Roman Jankowski: Może było troszkę rozluźnienia pod koniec

Zdjęcie okładkowe artykułu:
zdjęcie autora artykułu

Drużyna Romana Jankowskiego wygrała w znakomitym stylu niedzielne spotkanie na torze Falubazu Zielona Góra 51:39. Już od początku spotkania goście udowadniali, że czują się na tym torze świetnie. Momentami zaś wydawać się mogło, że to Falubaz ma tego dnia mecz na wyjeździe.

Drużyna Falubazu przebudziła się dopiero po 10 biegu. Zawodnicy udowodnili wówczas, że potrafią pokonać nawet świetnie spisującego się tego dnia Janusza Kołodzieja. Tę samą klasę pokazali jeszcze i w kolejnych biegach. Czyżby spasowali się przez ten czas z torem? A może to Unia odpuściła sobie końcówkę spotkania, mając i tak zwycięstwo w kieszeni? - Ja wiem czy odpuściliśmy? Falubaz był lepszy w tych ostatnich biegach od nas i myślę, że na koniec lepiej się dopasowali. Może było troszeczkę rozluźnienia pod koniec. Wynik był już przesądzony i wysoki także nie musieliśmy tak bardzo się sprężać i gospodarze wykorzystali ten moment. Byliśmy bardzo zmobilizowali i zmotywowani.

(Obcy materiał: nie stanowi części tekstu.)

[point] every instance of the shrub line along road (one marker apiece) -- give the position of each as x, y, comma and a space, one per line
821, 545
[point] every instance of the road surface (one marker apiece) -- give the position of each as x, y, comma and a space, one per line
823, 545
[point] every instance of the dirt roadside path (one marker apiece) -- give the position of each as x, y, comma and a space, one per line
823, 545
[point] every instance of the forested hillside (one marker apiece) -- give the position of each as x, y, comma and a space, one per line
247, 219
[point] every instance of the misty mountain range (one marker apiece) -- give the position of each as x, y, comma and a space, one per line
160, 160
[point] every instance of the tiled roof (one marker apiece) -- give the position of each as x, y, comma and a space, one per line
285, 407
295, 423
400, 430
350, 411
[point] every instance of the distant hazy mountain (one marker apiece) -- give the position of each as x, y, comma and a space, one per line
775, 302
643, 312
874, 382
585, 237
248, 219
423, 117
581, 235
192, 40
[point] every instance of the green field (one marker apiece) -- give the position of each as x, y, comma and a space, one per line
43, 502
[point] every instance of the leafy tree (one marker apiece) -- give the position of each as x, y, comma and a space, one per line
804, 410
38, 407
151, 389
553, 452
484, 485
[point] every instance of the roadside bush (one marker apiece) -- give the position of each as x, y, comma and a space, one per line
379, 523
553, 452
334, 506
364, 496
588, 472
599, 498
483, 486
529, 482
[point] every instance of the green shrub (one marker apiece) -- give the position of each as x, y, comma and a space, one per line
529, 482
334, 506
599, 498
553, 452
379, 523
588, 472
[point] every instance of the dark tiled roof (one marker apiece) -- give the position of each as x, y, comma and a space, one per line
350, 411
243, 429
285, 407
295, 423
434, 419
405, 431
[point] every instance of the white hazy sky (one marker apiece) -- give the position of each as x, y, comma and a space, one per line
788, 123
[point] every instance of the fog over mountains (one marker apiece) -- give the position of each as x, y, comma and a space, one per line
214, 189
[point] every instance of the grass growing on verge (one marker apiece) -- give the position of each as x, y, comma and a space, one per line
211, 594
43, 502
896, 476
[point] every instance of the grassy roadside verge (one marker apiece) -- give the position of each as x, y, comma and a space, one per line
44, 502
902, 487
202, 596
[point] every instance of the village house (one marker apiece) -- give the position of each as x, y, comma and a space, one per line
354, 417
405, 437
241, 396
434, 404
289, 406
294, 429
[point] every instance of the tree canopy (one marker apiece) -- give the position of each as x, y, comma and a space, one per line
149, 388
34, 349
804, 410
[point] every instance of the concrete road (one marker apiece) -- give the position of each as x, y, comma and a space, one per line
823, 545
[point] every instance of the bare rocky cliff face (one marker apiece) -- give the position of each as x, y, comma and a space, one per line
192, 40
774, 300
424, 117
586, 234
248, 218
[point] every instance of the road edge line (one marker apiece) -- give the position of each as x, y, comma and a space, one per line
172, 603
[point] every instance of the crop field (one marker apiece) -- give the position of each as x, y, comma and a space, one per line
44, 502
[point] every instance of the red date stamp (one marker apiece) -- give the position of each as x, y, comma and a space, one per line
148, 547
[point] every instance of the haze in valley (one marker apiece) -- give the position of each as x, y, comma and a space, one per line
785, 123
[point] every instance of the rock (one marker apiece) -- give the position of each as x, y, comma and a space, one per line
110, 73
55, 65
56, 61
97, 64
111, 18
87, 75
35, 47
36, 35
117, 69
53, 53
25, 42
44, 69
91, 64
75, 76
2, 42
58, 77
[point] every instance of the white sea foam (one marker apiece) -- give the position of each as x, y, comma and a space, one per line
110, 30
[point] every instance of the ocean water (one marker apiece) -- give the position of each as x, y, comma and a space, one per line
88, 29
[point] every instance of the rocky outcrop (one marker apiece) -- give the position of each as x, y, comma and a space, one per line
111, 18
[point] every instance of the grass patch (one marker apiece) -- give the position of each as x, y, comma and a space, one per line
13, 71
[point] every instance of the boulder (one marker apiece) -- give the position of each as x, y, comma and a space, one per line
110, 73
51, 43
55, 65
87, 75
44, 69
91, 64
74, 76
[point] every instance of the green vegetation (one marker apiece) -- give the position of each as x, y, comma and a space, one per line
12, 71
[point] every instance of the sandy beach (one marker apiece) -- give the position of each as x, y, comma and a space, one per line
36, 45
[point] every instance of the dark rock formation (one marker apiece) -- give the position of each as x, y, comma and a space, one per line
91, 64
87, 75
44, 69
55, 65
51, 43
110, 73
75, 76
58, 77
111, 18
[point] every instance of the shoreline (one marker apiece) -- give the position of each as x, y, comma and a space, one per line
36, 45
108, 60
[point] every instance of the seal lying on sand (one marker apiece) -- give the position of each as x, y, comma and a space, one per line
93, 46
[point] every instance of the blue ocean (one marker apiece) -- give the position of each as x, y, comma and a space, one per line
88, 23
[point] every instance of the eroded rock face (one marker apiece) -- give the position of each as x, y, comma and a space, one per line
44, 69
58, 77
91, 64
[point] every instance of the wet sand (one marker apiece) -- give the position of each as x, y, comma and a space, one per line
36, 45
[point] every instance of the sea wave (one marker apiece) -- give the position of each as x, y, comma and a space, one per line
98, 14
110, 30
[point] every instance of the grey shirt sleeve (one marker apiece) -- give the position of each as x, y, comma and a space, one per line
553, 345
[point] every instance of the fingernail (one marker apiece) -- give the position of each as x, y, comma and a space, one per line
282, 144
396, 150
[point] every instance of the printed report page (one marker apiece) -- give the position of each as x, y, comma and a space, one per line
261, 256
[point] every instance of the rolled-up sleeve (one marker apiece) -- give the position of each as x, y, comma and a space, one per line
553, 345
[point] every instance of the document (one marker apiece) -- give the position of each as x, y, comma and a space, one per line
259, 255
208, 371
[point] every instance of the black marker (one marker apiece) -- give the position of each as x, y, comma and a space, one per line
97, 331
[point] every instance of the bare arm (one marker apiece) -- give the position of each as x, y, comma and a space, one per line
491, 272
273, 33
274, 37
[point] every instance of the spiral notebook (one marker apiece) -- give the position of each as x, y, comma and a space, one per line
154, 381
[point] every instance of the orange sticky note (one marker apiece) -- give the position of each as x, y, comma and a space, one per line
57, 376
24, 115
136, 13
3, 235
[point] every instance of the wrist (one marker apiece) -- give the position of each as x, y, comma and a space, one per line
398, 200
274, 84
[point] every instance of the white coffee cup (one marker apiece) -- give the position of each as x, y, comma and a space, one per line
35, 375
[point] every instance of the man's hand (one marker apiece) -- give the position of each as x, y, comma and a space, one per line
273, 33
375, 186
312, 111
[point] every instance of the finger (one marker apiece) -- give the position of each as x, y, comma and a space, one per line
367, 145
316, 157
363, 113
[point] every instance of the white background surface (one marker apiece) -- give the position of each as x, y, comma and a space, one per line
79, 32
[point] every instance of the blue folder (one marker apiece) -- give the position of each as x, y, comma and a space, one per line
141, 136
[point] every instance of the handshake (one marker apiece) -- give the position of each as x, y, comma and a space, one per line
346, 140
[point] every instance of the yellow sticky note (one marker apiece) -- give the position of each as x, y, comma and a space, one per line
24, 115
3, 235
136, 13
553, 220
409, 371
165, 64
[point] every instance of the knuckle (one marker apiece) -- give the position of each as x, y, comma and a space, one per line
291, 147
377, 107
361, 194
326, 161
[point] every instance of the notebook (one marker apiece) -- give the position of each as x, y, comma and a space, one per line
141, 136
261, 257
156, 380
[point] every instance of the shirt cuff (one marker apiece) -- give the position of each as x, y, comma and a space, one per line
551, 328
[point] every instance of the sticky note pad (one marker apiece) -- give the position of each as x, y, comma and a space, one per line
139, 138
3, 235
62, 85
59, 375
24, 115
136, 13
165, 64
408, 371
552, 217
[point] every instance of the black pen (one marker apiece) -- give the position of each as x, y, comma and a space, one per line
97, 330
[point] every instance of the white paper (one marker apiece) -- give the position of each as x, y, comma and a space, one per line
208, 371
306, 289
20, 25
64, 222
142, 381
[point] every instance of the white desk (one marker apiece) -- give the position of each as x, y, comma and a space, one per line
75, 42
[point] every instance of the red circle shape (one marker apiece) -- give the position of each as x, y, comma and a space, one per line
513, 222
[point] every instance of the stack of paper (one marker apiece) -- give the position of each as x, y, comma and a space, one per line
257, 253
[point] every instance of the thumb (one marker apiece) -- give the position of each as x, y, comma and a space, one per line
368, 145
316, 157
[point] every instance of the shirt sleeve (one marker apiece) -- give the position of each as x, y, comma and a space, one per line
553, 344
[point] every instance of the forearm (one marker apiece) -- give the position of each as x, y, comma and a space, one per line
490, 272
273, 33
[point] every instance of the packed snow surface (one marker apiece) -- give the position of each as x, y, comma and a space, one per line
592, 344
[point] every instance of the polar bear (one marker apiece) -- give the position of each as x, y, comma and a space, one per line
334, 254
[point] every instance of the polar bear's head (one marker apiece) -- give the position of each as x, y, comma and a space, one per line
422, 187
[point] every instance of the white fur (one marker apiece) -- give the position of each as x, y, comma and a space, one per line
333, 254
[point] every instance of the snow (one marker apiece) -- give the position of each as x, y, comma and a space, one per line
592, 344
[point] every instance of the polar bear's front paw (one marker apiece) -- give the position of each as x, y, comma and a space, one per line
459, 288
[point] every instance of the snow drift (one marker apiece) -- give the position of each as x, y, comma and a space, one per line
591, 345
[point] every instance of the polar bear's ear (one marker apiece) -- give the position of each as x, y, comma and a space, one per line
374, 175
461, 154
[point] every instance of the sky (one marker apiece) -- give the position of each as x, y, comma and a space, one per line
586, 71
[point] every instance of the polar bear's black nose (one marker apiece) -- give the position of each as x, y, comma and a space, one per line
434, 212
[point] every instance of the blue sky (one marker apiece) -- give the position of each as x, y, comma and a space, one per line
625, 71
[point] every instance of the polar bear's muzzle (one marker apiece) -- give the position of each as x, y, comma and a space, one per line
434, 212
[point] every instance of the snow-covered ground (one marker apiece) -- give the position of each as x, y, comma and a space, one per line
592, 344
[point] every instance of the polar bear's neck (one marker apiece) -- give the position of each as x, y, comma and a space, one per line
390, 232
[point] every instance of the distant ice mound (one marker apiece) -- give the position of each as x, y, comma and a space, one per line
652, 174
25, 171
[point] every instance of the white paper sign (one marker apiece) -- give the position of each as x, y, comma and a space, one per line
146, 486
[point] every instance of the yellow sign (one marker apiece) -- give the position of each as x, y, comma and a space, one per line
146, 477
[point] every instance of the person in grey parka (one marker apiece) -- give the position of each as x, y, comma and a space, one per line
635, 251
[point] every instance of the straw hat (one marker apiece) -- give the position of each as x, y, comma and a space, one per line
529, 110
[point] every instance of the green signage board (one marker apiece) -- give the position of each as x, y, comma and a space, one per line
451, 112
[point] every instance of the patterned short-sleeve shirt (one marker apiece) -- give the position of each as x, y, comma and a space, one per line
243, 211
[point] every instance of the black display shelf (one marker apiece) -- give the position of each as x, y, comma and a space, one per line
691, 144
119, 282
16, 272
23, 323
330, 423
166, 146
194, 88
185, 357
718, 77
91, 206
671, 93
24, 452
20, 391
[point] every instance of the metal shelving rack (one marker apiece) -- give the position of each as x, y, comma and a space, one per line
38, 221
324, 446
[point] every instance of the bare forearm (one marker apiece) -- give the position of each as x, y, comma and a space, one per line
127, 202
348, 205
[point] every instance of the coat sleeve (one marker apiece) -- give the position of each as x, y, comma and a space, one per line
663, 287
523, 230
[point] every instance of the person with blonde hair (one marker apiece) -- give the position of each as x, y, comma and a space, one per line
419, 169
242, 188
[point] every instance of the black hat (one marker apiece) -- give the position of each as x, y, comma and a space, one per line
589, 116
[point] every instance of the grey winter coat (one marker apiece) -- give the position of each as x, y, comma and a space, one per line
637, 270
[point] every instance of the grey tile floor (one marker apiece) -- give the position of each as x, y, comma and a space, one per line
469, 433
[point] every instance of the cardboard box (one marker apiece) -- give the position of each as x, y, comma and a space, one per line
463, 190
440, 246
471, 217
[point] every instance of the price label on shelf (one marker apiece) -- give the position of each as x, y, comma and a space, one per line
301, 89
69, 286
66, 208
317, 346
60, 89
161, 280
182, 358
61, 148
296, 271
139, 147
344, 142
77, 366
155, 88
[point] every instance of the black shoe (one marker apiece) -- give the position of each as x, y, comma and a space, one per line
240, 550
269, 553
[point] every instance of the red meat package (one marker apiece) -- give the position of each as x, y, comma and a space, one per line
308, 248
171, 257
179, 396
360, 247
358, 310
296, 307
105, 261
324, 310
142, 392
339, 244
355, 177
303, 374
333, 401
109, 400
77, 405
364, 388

Przyjechaliśmy tutaj powalczyć i wygrać. Udało nam się to - stwierdził trener leszczyńskich „Byków”.

Gdyby do końca spotkania pozostało jednak więcej biegów, zdaniem trenera Falubaz zdołałby pokonać jeszcze Unię? - Myślę, że nie… - odpowiedział zadowolony ze swojej drużyny Jankowski.

W XV biegu w miejsce Jarosława Hampela trener Jankowski wstawił do biegu juniora, Sławomira Musielaka. - Daję szansę młodym i dzielę ich po równo tymi biegami by jechali, uczyli się jak najwięcej i zdobywali doświadczenie - wytłumaczył szkoleniowiec.

Dlaczego więc Falubaz był taki słaby do połowy spotkania? - Nie potrafię tego wytłumaczyć - zakończył.